By Catholic Online (NEWS CONSORTIUM)
July 5th, 2012
Catholic Online (www.catholic.org)

Imagine a shining new metropolis, built for half-a-million souls and inhabited by nobody. It sounds like the premise of a post-apocalyptic Hollywood blockbuster, but such a thing exists. In fact, dozens exist around the world. So who is building these ghost cities and why?

LOS ANGELES, CA (Catholic Online) - It's China. In the middle of the Mongolian Desert, in some of the world's most inhospitable terrain, there stands a city built for hundreds of thousands of people. Complete with high-rise apartments, office buildings, shopping malls, even museums. Yet, not one single room is inhabited. The streets are as deserted as an old west ghost town. 

And this scene is repeated not only across China but now around the world. The latest example is Nova Cidade de Kilamba in Angola, Africa. 

Built for 500,000 people, the city has less than a few hundred inhabitants, mostly Chinese workers sent to build the city. 

What's going on?

China is building cities as a store of wealth and as a means of spreading their power and influence around the world. The projects may seem like busywork, but they bring money into China's economy and they keep Chinese laborers working. More importantly, when built in other countries, they help forge relationships between the Chinese government and other nations. 
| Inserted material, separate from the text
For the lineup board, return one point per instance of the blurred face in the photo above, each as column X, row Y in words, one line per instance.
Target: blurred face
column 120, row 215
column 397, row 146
The people of those nations may not enjoy the housing benefits, but China wins big, especially with long-term loans and trade deals. After all, China is raking in billions buying US debt. That money is best invested elsewhere and where better to invest than the developing world now the west seems to have lost its edge.

The apartments in Nova Cidade de Kilamba cost about $100,000 but the average Angolan worker earns about $2 per day. The whole arrangement still benefits both governments. 

The basic process is reminiscent of 19th century European colonialism. Raw materials are harvested in Africa and shipped to China. That creates jobs in Africa. In China the materials are processed into finished goods, then shipped back. Once there, Chinese and African workers build cities or work on other projects that consume the finished goods. The end result isn't so much a habitable city as it is jobs and money flowing through the economies of all nations involved. 

China was once a bastion of communism, but years of efforts on behalf of the US and other western nations have introduced the benefits of capitalism to the Chinese. Now the Chinese appear to be beating the west at its own game, enjoying one of the most long-term sustained periods of economic growth and prosperity in modern history. 

Combine this with China's long term relationships with Africa and other nations and an effort to get countries to use the yuan instead of the dollar, and China is shaping up to be a direct economic rival of the US. 

African markets are already flooded with cheaply made Chinese goods - much like in the US and Chinese workers are being outsourced to the third world as skilled labor. This is a niche that once belonged to the US and other western powers, now it is being dominated by the equally skilled, but cheaper Chinese.

Building ghost cities are just another part of a much larger scheme to move Chinese money, and power around the globe. Today ghost cities are a novelty to be searched for on Google Earth. Given things as they are now, tomorrow they will stand as harbingers of a new world order where China is the economic powerhouse rather than the US.